There are enough of you reading this who took the input “need” and “chair” to produce the thought “Buy an Aeron!” that I felt compelled to look into it. I’ve never liked following the crowd, so when Aeron’s became all the rage in ’99 I was put off by it. The big bubble bust only seemed to benefit geeks in one way… a lot of Areon chairs flooded the market as companies who’d just ordered hundreds of them went bust. The result was that the uber-expensive and exclusive chair become far more commonly possessed and I think opened the expensive chair market wide open.

So in examining my variety of choices in quality office chairs I’ve come to think even more broadly about my home office. I’ve worked from home for over 3 years now, but frankly I never actually made changes to my setup as a result. Being a geek I’ve always required a dedicated room as an office/den, if for no other reason to keep all the noise confined.

This led me to reflect on something I call the “two paths to glory”. That is, every geek seems to need to one-up those around them and somehow differentiate and prove their geekdom… this is done in one of two ways:

  1. More is More: These are the guys with a deep wallet that always have the fastest processors, biggest screens, flashy furniture, etc.
  2. Less is More: The geek who does the most with the least (and generally brags about it). The more obscure your setup the better.

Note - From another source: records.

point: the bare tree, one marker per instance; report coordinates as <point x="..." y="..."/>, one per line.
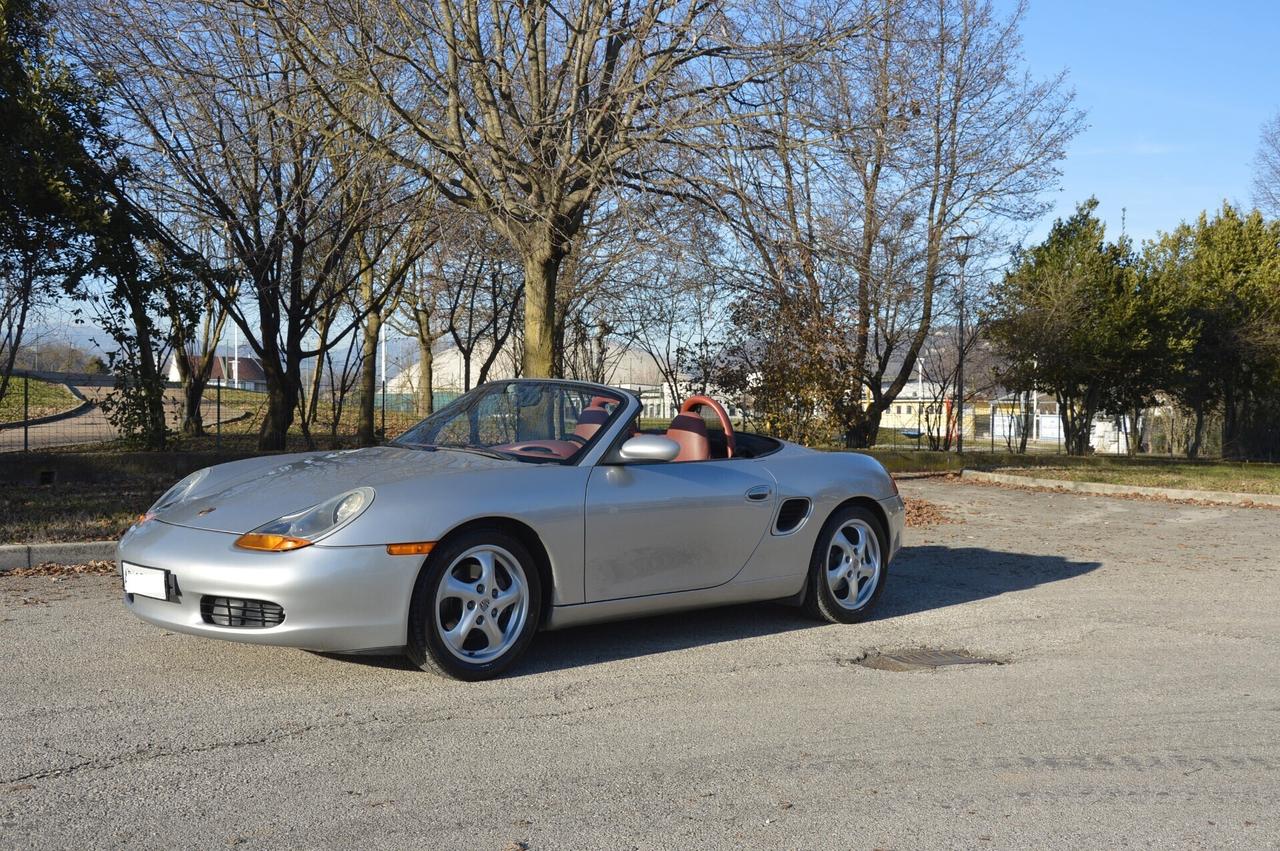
<point x="536" y="108"/>
<point x="848" y="198"/>
<point x="231" y="131"/>
<point x="1266" y="169"/>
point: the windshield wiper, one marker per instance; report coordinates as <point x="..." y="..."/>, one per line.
<point x="480" y="451"/>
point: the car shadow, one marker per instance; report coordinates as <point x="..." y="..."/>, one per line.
<point x="922" y="579"/>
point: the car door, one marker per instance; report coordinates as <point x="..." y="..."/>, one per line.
<point x="661" y="527"/>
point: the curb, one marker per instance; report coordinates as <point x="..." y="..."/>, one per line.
<point x="1100" y="489"/>
<point x="22" y="556"/>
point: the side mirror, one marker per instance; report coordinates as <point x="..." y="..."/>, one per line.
<point x="649" y="447"/>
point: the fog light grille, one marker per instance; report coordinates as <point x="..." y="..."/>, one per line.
<point x="234" y="612"/>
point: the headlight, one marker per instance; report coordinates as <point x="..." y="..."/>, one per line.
<point x="174" y="495"/>
<point x="307" y="526"/>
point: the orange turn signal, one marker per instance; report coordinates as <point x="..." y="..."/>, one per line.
<point x="270" y="543"/>
<point x="415" y="548"/>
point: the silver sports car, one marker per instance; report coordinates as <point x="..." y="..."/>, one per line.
<point x="521" y="506"/>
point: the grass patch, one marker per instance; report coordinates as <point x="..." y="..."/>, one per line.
<point x="44" y="399"/>
<point x="1234" y="477"/>
<point x="39" y="515"/>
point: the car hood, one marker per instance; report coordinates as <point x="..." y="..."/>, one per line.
<point x="242" y="495"/>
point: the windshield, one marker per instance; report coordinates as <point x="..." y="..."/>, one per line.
<point x="526" y="420"/>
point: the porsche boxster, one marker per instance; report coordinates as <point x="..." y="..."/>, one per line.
<point x="521" y="506"/>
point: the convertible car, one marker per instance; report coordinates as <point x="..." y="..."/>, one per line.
<point x="521" y="506"/>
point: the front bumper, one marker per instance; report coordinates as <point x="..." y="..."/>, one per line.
<point x="337" y="599"/>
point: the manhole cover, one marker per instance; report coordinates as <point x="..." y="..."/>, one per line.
<point x="922" y="659"/>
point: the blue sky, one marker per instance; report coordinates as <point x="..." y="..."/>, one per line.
<point x="1175" y="95"/>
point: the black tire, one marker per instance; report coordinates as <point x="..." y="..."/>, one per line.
<point x="819" y="600"/>
<point x="428" y="649"/>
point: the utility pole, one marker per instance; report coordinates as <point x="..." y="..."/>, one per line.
<point x="963" y="242"/>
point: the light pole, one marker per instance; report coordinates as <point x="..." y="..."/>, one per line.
<point x="963" y="242"/>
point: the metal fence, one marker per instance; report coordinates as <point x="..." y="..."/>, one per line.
<point x="45" y="411"/>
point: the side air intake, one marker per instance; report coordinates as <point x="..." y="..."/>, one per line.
<point x="791" y="516"/>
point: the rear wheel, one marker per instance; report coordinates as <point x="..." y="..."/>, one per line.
<point x="475" y="607"/>
<point x="849" y="567"/>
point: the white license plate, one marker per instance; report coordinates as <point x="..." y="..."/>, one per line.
<point x="146" y="581"/>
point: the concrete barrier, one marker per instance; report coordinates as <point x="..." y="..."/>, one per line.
<point x="22" y="556"/>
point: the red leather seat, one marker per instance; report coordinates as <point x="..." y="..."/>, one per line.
<point x="690" y="431"/>
<point x="589" y="422"/>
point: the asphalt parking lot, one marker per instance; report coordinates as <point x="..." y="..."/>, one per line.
<point x="1138" y="704"/>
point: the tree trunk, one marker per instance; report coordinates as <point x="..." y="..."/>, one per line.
<point x="1198" y="435"/>
<point x="149" y="374"/>
<point x="540" y="273"/>
<point x="1028" y="422"/>
<point x="863" y="431"/>
<point x="425" y="378"/>
<point x="24" y="296"/>
<point x="282" y="396"/>
<point x="365" y="431"/>
<point x="192" y="394"/>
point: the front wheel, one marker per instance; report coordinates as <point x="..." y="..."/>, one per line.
<point x="849" y="567"/>
<point x="475" y="607"/>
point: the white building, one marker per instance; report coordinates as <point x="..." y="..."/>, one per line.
<point x="625" y="367"/>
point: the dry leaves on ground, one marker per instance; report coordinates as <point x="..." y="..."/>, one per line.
<point x="922" y="512"/>
<point x="51" y="568"/>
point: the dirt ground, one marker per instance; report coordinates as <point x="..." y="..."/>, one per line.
<point x="1137" y="701"/>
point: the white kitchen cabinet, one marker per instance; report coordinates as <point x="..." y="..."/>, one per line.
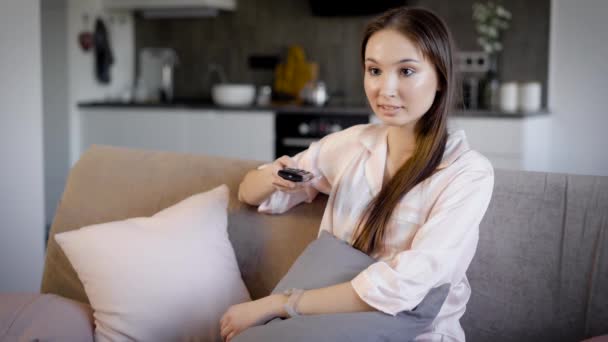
<point x="169" y="4"/>
<point x="520" y="143"/>
<point x="238" y="134"/>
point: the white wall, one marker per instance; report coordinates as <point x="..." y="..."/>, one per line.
<point x="578" y="86"/>
<point x="82" y="83"/>
<point x="21" y="174"/>
<point x="55" y="101"/>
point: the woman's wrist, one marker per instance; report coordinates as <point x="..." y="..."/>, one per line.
<point x="278" y="305"/>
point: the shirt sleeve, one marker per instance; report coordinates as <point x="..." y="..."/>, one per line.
<point x="279" y="202"/>
<point x="441" y="250"/>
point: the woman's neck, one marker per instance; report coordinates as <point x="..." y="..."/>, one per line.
<point x="401" y="144"/>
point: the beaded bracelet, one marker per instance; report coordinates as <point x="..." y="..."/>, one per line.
<point x="294" y="297"/>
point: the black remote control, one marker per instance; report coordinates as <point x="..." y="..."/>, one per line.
<point x="295" y="175"/>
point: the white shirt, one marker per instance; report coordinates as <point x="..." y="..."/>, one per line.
<point x="431" y="237"/>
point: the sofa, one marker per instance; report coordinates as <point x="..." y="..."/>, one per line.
<point x="540" y="272"/>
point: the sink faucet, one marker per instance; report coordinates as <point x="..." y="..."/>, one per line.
<point x="217" y="69"/>
<point x="167" y="75"/>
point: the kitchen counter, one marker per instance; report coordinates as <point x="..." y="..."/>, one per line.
<point x="331" y="109"/>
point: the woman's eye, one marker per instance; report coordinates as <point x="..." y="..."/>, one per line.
<point x="373" y="71"/>
<point x="407" y="72"/>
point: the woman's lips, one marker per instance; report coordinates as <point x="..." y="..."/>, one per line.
<point x="389" y="110"/>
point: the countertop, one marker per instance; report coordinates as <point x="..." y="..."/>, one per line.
<point x="331" y="109"/>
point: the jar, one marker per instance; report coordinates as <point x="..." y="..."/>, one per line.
<point x="508" y="97"/>
<point x="530" y="97"/>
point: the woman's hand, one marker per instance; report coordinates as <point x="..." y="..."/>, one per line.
<point x="280" y="183"/>
<point x="242" y="316"/>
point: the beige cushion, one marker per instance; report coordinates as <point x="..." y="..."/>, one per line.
<point x="167" y="277"/>
<point x="110" y="183"/>
<point x="36" y="317"/>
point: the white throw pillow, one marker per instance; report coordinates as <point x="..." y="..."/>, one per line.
<point x="167" y="277"/>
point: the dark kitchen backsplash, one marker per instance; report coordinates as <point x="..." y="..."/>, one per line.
<point x="269" y="27"/>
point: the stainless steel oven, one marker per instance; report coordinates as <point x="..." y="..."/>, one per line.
<point x="295" y="131"/>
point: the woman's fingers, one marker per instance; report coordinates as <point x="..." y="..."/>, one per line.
<point x="286" y="161"/>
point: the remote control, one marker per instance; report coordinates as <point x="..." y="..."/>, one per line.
<point x="295" y="175"/>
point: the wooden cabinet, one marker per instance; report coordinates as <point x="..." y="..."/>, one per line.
<point x="238" y="134"/>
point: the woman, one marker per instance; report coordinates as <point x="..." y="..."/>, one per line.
<point x="405" y="191"/>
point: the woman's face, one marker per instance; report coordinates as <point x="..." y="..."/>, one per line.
<point x="400" y="83"/>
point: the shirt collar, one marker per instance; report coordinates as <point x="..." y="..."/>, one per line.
<point x="375" y="141"/>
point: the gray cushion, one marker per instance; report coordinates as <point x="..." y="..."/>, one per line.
<point x="329" y="261"/>
<point x="36" y="317"/>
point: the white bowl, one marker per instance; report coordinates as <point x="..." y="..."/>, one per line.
<point x="233" y="94"/>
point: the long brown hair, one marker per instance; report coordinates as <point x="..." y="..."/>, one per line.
<point x="433" y="38"/>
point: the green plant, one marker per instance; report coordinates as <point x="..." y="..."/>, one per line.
<point x="490" y="20"/>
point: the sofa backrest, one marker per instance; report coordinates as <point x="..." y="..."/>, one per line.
<point x="540" y="272"/>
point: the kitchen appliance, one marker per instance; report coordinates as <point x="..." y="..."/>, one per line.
<point x="156" y="73"/>
<point x="294" y="132"/>
<point x="233" y="94"/>
<point x="315" y="93"/>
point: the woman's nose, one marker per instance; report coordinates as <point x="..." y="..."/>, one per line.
<point x="388" y="85"/>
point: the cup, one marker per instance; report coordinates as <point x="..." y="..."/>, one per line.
<point x="508" y="97"/>
<point x="529" y="97"/>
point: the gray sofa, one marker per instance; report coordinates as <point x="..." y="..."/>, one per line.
<point x="540" y="272"/>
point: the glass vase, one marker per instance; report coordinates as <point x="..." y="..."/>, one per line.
<point x="490" y="85"/>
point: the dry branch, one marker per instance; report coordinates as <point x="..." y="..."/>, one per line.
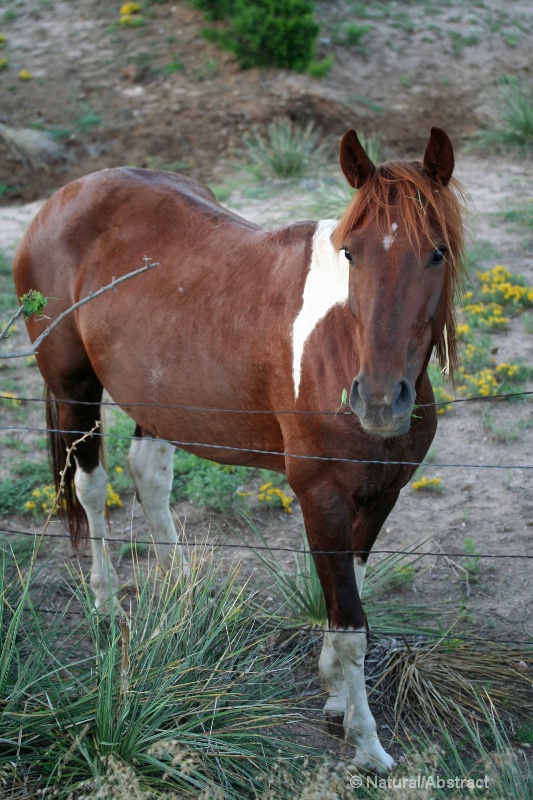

In the old days this divided nicely along OS lines. The Windows and Mac guys would boast about their MacWorld or PC World top rated gadgets. The UNIX/Linux guys would boast about their SGI Indigo2 or 486 running Linux on a 14″ screen and how that was all you really needed. Recently, especially with the proliferation of affordable, powerful laptops the less-is-more crowd has tended toward a MacBook Pro… no office, no network, just a MacBook Pro and some wifi, if it can’t be done with that it doesn’t need doing.

So the lines blur when you work full time from home, suddenly your not sure which camp in which you fit. For instance, I bought a good desk several years ago and a cheap chair and I upgrade my Solaris workstation once a year with a complete system replacement around every 3-4 years. I only currently have a single system and that works for me. I just don’t see the point in putting a lot of money into lots of gear, because I got into system administration when I realized that the computers I really wanted to play with were so expensive I’d never be able to afford them…. the only way to use such gear was to let others pay you to do it. Sweet deal.

On the other side is the argument everyone has heard applied to mattresses: “You spend almost 25% of your life on your mattress, so [spend a lot]…” When I recently asked folks what they thought about paying $600 for a new office chair I was surprised how many people thought it was reasonable, with similar logic: “If you spend more than 8 hours a day in a chair, you’ve got to invest in a good one.” I understand the argument, but still can’t get past the sticker shock. $600 for a chair? $2 for a cup of coffee? What the hell is wrong with people!?!

This leads me to think the only rational explanation for the two camps is experience. That is, if I never spend time using a $1,000 chair or a 30″ display or whatever, I’m unlikely to feel I need it. But, if by some chance I do get that luxury, giving it up may be impossible. This jives with most of the Areon elite I know… they first used them in an office and then when they started working from home they just had to have them. Likewise, those like myself that don’t see the point are folks like me that either never had a choice in chairs or never gave them any thought and just used whatever was available.

The argument extends not only to chairs and workstations, but to input devices. To this day I only use Sun Type5/6 keyboards or cheapo $10 Keytronics. I only use mechanical 3 button USB Logitech mice because I absolutely hate mouse-wheels (hate hate hate!!!). I’m terrified of the day I have to diverge… but there are plenty of people who think that, like a chair, you’ve got to invest is $100+ keyboards and high end mice. Wierd. Granted, I’d love to have an Optimus Maximus, but then I’d actually prefer to just find a cheap Sun Type 5 to USB adapter. 🙂

So here is the question for you my friends….. in which camp do you fall? Do you equip your home office with a 24″ trihead Xinerama setup, high end desk, home NAS box, test box, workstation, laptop, Herman Miller chair and all the goodies you could to afford to buy from ThinkGeek? Or, are you like me, cheap and unaware of the need for such things, buying up gear when you find a deal but generally getting by with gear that does the job?